MUORE DURANTE IL CONCERTO DELLA FIGLIA, PER LEI IL SUO ULTIMO SMS

DI RENATA BUONAIUTO

Occhi colore del mare ed una voce invidiabile, Martina Salsedo mischia soul e blues in un’armonia perfetta, sulla sua pagina facebook, locandine e video dei suoi innumerevoli concerti. Anche domenica era su un palco quello di “Fortezza Nuova” a Livorno, aveva rinunciato ad una serata a Genova preferendo la sua città per la finale di “Effetto Venezia”.

E’ quasi mezzanotte, il concerto volge al termine, la musica si diffonde e si confonde negli applausi, le luci giocano a voler modificare la realtà circostante ma, Martina si accorge di qualcosa, c’è un uomo disteso per terra, giovani chiedono aiuto, si affollano vicino a quel corpo. E’ un attimo ma lei comprende la gravità della situazione. Interrompe la musica e si fa spazio fra la folla, quel volto comincia ad assumere sembianze tragicamente familiari, è suo padre Roberto. A nulla valgono i tentativi di rianimarlo da parte di una sua amica infermiera, l’arrivo dell’ambulanza è tempestivo, 40 interminabili minuti per cercare di riportarlo alla vita, ma il “Tempo” di Roberto si è concluso, fra una nota ed un sorriso regalato a quella figlia di cui era tanto orgoglioso e che non immaginava fosse lì.
Tante volte in passato Roberto si era mischiato alla folla di fans e curiosi ed aveva silenziosamente ascoltato la voce di Martina. Un uomo generoso e schivo che in tanti conoscevano ad Ardenza, per il suo impegno nel sindacato della CGIL. Di questa figlia “The Blondie Black singer”, così soprannominata dalla Bbc per la sua voce nera che le aveva permesso di lavorare con musicisti italiani ed internazionali del calibro di Ricky Portera, Alberto Radius, del chitarrista Femi Temowo, di Amy Winehouse, Roberto era innamorato e fiero.

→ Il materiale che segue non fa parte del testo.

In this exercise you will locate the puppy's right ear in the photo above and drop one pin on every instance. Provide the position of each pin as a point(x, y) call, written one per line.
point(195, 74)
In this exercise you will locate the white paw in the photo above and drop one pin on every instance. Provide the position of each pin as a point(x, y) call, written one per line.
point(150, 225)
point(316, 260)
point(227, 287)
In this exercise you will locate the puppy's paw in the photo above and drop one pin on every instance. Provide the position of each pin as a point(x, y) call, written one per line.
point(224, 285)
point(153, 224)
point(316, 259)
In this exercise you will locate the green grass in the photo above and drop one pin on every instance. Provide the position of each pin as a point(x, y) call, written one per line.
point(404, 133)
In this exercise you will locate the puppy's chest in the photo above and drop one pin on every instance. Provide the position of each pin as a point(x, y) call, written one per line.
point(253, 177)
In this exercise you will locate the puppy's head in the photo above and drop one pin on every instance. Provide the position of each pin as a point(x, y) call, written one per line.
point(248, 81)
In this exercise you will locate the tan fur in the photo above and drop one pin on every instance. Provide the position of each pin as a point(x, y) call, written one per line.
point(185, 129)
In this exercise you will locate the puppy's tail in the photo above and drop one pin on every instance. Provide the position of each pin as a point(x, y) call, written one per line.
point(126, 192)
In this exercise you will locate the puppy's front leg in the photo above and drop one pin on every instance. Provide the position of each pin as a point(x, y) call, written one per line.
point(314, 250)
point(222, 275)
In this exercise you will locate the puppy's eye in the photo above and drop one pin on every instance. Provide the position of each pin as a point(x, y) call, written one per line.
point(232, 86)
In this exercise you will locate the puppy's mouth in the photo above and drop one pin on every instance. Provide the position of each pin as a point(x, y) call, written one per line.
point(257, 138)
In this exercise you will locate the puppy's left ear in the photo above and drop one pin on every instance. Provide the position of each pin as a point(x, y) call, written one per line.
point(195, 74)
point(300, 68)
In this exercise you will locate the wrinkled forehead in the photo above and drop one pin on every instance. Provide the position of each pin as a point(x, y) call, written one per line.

Non aveva voluto dirle nulla ma, le aveva mandato un messaggino “Sono qui ti ascolto, sei una forza…”, la rete spesso è ingiusta.

L’assenza di campo le aveva impedito di leggerlo. Solo qualche ora dopo, quando le lacrime avevano lasciato il posto alla dolcezza dei ricordi, Martina si è vista recapitare quelle parole.
Mio padre ha deciso di morire accanto a me, con la mia musica: voglio viverla così questa tragedia”. Queste le sue parole e su facebook, le canzoni hanno lasciato spazio ad un post dolcissimo “Tutte le cose che mi hai dato tu, mi fanno vivere…
Ripartirà da qui Martina e la sua voce continuerà a viaggiare nel mondo con una dolcezza in più quella dell’amore immenso che il padre le ha donato e che lei restituirà anche a lui fondendo le note e le parole in quell’armonia che tutti anche grazie a Roberto abbiamo scoperto.